Rather like my Ride Jackson Boa's for freeride, broke a wheel off end of last year(used it for 40+ days and I am rough on my gear) but was otherwise solid with good foot hold. Wheel replaced easily enough for free, but would hold onto your old boots unless you want to rent the crap they offer if the wheel or laces break on the mountain.

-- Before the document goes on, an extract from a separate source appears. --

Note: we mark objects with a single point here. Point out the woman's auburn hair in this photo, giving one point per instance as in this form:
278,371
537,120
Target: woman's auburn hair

PS: Bring your old boots with you too, so if it does happen to break when least expected it on an awesome trip, your last day doesn't have to be spent in shitty rentals!


----------



## t21 (Dec 29, 2010)

i have the 32 focus boa for this season,stiff boot but solid.just need to break'em in soon.


----------



## jdang307 (Feb 6, 2011)

I just got a pair of K2 Maysis in. I targeted them because I hear they are slightly wider than others (I have a wide foot) and the inner boa that clamps the ankle down. I have ridiculous heel lift. I mean my foot can almost slip right out of a boot.


----------



## DanX (Oct 19, 2011)

I have last year's DC Judges and I love them. They're stiff, light, quick, easy to get in and out of, and super comfortable. If you got the loot, check them out.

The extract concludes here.